5. Sit over the remains of dinner as long as you dare or can bear to, then take the company off to the drawing-room and make great play with doling out coffee. By this stage (a vague, prolonged one anyhow), a good half-hour of abrupt and total forgetfulness about the very idea of drink can profitably be risked. At its end “suddenly realize” you have imposed a drought and offer brandy, explaining a good deal less than half apologetically that you have no cognac, only a “rather exceptional” Armagnac. This, of course, produced with due slowness from your pantry, is a watered-down cooking brandy from remote parts of France or from South Africa – a just-potable that will already, did they but know it, be familiar to those of your guests who have drunk “Armagnac” at the average London restaurant. * Ask the ladies if they would care to try a glass of Strelsauvada, a “rather obscure” Ruritanian liqueur made from rotten figs with almond-skin flavouring which admittedly can “play you up” if you are not used to it. They will all say no and think highly of you for the offer.

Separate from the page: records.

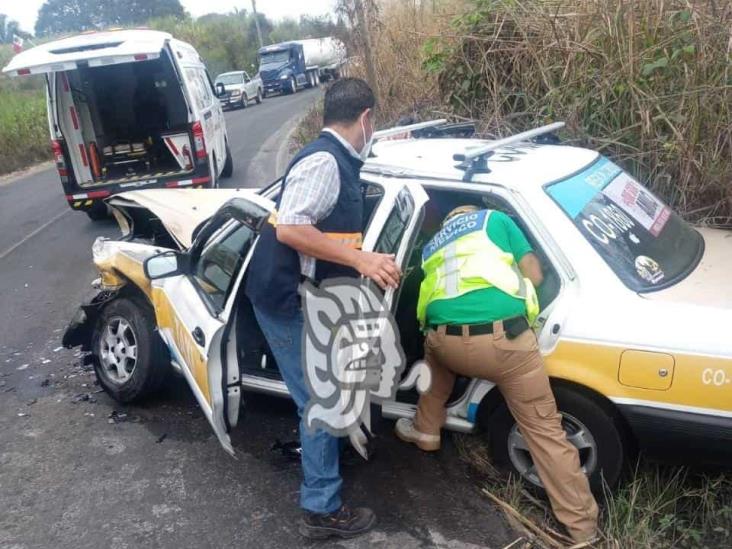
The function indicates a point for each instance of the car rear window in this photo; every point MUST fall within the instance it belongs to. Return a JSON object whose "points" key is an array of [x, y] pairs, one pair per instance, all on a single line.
{"points": [[645, 243]]}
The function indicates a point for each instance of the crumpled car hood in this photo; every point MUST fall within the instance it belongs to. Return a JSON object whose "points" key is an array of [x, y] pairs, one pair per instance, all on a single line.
{"points": [[180, 211]]}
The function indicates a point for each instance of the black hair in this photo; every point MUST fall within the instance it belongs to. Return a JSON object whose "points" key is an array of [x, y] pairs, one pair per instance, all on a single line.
{"points": [[345, 100]]}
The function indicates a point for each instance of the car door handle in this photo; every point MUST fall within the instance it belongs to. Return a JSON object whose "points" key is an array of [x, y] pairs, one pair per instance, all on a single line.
{"points": [[198, 336]]}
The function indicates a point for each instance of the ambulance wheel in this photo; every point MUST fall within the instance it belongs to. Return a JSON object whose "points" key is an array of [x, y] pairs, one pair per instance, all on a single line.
{"points": [[98, 212], [592, 425], [228, 164], [130, 360]]}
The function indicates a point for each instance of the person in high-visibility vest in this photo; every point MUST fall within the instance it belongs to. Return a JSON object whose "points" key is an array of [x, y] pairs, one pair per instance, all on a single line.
{"points": [[477, 304]]}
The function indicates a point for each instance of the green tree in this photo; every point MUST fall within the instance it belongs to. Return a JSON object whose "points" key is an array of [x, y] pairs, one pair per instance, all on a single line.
{"points": [[60, 16], [8, 28]]}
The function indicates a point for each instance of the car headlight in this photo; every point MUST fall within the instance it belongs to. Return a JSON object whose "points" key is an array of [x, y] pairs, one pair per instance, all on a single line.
{"points": [[100, 251]]}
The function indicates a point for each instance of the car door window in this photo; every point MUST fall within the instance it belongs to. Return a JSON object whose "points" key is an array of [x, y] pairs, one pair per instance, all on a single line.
{"points": [[196, 88], [216, 266], [206, 87], [396, 223]]}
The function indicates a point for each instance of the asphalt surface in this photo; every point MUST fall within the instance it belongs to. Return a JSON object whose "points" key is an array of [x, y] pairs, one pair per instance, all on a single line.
{"points": [[79, 470]]}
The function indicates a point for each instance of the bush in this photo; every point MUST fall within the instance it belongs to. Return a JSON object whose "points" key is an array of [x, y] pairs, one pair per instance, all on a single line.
{"points": [[647, 83]]}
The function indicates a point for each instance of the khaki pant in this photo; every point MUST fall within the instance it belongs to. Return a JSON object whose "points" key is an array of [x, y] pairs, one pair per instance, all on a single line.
{"points": [[517, 368]]}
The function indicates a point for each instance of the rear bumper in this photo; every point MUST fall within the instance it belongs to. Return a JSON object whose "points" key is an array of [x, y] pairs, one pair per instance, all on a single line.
{"points": [[673, 434], [85, 198], [273, 86], [230, 101]]}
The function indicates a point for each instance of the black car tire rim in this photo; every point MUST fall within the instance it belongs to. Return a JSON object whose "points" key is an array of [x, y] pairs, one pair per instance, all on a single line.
{"points": [[577, 434], [118, 350]]}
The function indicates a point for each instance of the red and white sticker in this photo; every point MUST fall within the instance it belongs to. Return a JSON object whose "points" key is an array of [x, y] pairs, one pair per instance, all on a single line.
{"points": [[638, 202]]}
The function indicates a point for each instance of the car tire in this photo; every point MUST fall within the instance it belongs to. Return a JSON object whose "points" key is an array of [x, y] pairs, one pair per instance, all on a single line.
{"points": [[228, 164], [214, 174], [98, 212], [591, 423], [131, 323]]}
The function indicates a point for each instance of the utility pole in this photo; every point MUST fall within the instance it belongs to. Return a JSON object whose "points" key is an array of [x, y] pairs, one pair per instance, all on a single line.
{"points": [[256, 22], [366, 38]]}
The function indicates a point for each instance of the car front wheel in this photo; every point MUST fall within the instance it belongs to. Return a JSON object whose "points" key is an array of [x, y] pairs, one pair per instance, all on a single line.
{"points": [[591, 426], [130, 360]]}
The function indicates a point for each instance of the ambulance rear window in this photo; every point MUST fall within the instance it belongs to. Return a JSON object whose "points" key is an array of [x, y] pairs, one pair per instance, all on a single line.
{"points": [[645, 243]]}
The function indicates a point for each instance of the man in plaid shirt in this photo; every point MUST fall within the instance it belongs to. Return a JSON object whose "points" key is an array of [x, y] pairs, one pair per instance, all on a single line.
{"points": [[317, 235]]}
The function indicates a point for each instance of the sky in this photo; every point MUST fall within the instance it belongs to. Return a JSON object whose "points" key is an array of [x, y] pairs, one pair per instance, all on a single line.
{"points": [[25, 11]]}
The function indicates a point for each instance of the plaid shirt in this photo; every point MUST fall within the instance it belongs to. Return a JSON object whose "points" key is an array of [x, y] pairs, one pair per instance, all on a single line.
{"points": [[312, 189]]}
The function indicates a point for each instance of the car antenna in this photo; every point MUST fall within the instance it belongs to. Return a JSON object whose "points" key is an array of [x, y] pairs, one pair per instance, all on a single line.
{"points": [[381, 134], [475, 160]]}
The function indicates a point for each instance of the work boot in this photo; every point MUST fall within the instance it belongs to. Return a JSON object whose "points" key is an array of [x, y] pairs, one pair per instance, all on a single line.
{"points": [[343, 523], [406, 431]]}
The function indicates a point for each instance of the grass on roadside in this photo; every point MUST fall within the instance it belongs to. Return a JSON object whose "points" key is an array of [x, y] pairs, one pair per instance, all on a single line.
{"points": [[659, 506], [23, 129]]}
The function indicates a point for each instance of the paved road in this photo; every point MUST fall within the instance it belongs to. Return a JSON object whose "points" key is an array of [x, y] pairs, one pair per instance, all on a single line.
{"points": [[79, 470]]}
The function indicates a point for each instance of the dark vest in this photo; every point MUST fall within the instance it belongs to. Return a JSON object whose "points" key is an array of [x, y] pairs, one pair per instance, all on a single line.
{"points": [[273, 274]]}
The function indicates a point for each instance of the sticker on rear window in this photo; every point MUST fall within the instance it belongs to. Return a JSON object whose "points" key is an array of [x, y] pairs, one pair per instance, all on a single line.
{"points": [[640, 204]]}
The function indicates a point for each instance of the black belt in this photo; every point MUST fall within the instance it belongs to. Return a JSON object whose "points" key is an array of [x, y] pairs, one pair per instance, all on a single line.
{"points": [[513, 327]]}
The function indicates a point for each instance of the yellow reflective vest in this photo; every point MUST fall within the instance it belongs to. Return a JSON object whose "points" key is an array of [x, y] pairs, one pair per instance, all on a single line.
{"points": [[461, 258]]}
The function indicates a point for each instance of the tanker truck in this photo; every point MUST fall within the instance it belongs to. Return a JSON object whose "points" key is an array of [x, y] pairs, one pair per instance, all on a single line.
{"points": [[289, 66]]}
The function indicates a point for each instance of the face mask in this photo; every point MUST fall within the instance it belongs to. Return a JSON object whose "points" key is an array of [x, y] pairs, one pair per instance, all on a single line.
{"points": [[367, 143]]}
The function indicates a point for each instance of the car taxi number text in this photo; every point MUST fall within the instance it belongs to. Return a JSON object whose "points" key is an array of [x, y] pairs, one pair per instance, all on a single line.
{"points": [[718, 378]]}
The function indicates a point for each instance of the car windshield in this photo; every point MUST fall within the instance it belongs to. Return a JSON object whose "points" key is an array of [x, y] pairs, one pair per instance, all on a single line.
{"points": [[226, 79], [647, 245], [274, 58]]}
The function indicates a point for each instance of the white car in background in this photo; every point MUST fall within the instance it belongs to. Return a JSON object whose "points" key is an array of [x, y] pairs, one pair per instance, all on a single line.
{"points": [[237, 89], [635, 303]]}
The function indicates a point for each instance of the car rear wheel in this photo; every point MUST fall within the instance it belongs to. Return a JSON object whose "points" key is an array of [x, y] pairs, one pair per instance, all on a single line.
{"points": [[592, 426], [130, 360]]}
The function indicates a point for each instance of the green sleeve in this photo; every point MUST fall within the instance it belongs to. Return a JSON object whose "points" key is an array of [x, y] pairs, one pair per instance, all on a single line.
{"points": [[515, 239]]}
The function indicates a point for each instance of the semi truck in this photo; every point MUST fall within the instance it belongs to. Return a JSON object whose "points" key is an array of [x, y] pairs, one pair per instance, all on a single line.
{"points": [[289, 66]]}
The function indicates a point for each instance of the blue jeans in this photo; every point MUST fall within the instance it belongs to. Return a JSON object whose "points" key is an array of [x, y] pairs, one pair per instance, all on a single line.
{"points": [[321, 485]]}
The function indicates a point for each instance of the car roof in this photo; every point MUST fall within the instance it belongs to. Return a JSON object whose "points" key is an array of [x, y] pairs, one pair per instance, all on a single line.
{"points": [[63, 54], [512, 166]]}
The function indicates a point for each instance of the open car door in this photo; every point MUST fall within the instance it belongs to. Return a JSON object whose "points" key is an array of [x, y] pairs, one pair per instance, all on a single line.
{"points": [[194, 306], [392, 230]]}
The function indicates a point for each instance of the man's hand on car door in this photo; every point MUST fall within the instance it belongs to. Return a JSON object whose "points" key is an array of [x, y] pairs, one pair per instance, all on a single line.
{"points": [[381, 268]]}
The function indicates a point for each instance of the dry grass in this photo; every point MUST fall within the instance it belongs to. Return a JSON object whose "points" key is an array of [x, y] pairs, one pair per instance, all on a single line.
{"points": [[648, 83], [659, 507]]}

6. Play out time with groan-preceded, tardily-produced, ice-crammed Scotches, remembering the recourse of saying loudly, * “I find myself that a glass of cold beer [out of the cheapest quart bottles from the pub] is the best thing at this time of night.”
7. Along the lines of sticking more fruit than any sane person could want in the pre-dinner “punch” or “cup”, put out a lot of pseudo-luxuries like flood-damaged truncheon-sized cigars, bulk-bought * after-dinner mints, bankrupt-stock * vari-coloured cigarettes, etc.
8. Your own drinks. These must obviously not be allowed to fall below any kind of accustomed level, however cruel the deprivations you force on your guests. You will naturally refresh yourself with periodic nips in your pantry, but going thither at all often may make undesirable shags think, even say, that you ought to be bringing thence a drink for them. So either choose between a darkly tinted glass (“an old friend of mine in Venice gave it me – apparently it’s rather valuable, ha, ha, ha”) and a silver cup of some sort (“actually it’s my christening-mug from T.S. Eliot-believe it or not, ha, ha,ha,”) which you stick inseperably to and can undetectably fill with neat whisky, or boldly use a plain glass containing one of those light-coloured blends known, at any rate in the U.S.A., as a “husband’s Scotch” – “Why, hell, Mamie, just take a look; you can see it’s near as damn pure water,” and hell, Jim, Jack, Joe and the rest of the crowd.
9. If you think that all or most of the above is mere satirical fantasy, you cannot have been around much yet.